Tuesday, 8 November 2011 10:43 AM
Unite, Britain's biggest union, has exposed Chief Secretary to the Treasury, Danny Alexander for using misleading data to attempt to manipulate public opinion over public sector pensions.
Danny Alexander made the extraordinary claim that a nurse with a full career, retiring on a salary of £34,200 would receive a pension of £22,800 a year under the proposed scheme whereas under current arrangements they would only get £17,300.
But an analysis by Unite's pensions' experts found that this example was based on a comparison of a nurse working for 43 years and retiring at age 68 in the proposed scheme and a nurse working for 35 years and retiring at age 60 in the current scheme. So under the proposed scheme the pension quoted involves working and contributing for eight years more and receiving the pension for eight years less.
Unite calculations indicate that if a like for like basis of comparison is made, based on working to the same age and the same length of service, then the proposed scheme produces worse benefits at every age up to 68.
Retiring at age 60, at the top of pay band 6, earning £34,200 the nurse would be 40 per cent worse off and at 65 the nurse would be 20 per cent worse off.
Danny Alexander also claimed that under transitional proposals those ten years or less from retirement age are assured there will be no detriment to their retirement income. When you include the loss of purchasing power during retirement on account of the indexation change to the lower CPI measure of inflation the change could reduce the value of total pension income paid during a typical retirement by a further 11 per cent.
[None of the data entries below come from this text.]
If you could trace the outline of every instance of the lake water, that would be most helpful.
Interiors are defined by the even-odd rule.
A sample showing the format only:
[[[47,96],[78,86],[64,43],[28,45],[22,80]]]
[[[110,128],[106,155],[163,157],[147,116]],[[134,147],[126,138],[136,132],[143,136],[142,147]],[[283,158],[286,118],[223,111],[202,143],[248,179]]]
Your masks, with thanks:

Danny Alexander also failed to mention that the nurse and many other public sector workers will face a 50 per cent increase in their contributions, costing the nurse a further £1000 a year gross, or £65 a month after tax.
Unite assistant general secretary, Gail Cartmail said:"Danny Alexander is making extraordinary claims in order to mislead and manipulate the public about the government's pensions proposals."
"He's using distorted figures to conceal the way in which government proposals will reduce pensions. Most NHS workers will not get a pension anywhere near this maximum full-time service example, and many will have lower pay than the qualified nurse he has focused on, but all will suffer similar proportionate losses to those he is trying to conceal. Currently the average (median) pension received by NHS workers is only around £4,087."
"If the government's proposals are fair why is Danny trying to pull the wool over our eyes?"
"Danny Alexander also claimed their would be no detriment to public sector workers who are 10 years or less from retirement but conveniently failed to mention that they still face a 50 per cent increase in contributions and could lose up to 11 percent of the value of their total pension because the government is moving to a lower measure of inflation.
"The unions are telling the truth when we say the government wants public sector workers to pay more, work for longer and retire on less. We are prepared to negotiate using the facts. It is time the government dispensed with the dirty tricks and negotiated properly."
Notes to editors: The Danny Alexander's claim can be found in this statement made last week Wednesday 2 November. http://www.hm-treasury.gov.uk/statement_cst_021111.htm
"A nurse with a lifetime in public service and a salary at retirement of £34,200 would receive £22,800 of pension each year if these reforms were introduced, whereas under the current 1995 NHS Pension Scheme arrangements they would only get £17,300".